Je presse le bouton.

La capture de l'instant, c'est ce que j'aime. Elle me regarde à nouveau. J'ai l'impression qu'une éternité vient de s'écouler. Elle est si belle. Elle rit et ne marche pas vraiment droit. Un homme jette ses poubelles sur le côté, dans l'ombre et elle rit de plus belle. Elle me devance de quelques pas et tend la main pour que je la rattrape. L'appareil encore chaud dans la main droite, je le laisse retomber lestement sur ma poitrine.

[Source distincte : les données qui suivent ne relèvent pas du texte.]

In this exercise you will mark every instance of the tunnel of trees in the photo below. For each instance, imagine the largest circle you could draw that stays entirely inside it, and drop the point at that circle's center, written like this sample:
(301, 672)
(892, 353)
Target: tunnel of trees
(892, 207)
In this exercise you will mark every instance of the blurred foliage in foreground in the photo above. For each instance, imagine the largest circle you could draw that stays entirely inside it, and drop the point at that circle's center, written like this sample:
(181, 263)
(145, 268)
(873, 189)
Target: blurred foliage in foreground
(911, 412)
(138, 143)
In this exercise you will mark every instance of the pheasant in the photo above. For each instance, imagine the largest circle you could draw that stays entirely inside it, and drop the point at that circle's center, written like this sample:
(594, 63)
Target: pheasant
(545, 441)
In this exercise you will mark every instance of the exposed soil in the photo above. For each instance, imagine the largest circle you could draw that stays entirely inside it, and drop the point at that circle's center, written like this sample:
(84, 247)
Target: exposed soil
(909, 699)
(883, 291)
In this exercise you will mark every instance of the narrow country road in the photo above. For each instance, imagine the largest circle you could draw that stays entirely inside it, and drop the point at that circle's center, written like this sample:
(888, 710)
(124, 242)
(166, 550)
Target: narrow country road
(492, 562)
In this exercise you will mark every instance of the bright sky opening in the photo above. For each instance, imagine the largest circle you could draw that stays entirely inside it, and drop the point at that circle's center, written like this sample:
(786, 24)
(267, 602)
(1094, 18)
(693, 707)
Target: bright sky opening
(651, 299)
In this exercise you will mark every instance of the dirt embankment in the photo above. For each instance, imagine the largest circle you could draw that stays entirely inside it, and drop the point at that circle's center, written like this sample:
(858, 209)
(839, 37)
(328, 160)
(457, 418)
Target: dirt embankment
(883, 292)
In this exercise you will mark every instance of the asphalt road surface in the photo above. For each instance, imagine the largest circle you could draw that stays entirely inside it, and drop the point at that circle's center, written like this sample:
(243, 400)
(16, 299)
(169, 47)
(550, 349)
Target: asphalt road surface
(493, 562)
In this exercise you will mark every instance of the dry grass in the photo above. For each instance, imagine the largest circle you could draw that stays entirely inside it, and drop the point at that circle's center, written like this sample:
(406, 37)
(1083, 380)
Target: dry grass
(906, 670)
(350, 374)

J'ai comme l'étrange impression d'être ivre sans n'avoir rien bu. Et si l'on peut être ivre de quelqu'un, je jure que je suis ivre d'elle.

Arrivée au bout de la rue qui ne m'a pas semblé assez longue et sinueuse, je décide de la raccompagner chez elle. Elle rit à nouveau car elle a treize ans de plus que moi et n'a besoin de personne. Mais j'insiste. Guillerette, elle accepte.

La vie à cet instant ressemble à une chanson.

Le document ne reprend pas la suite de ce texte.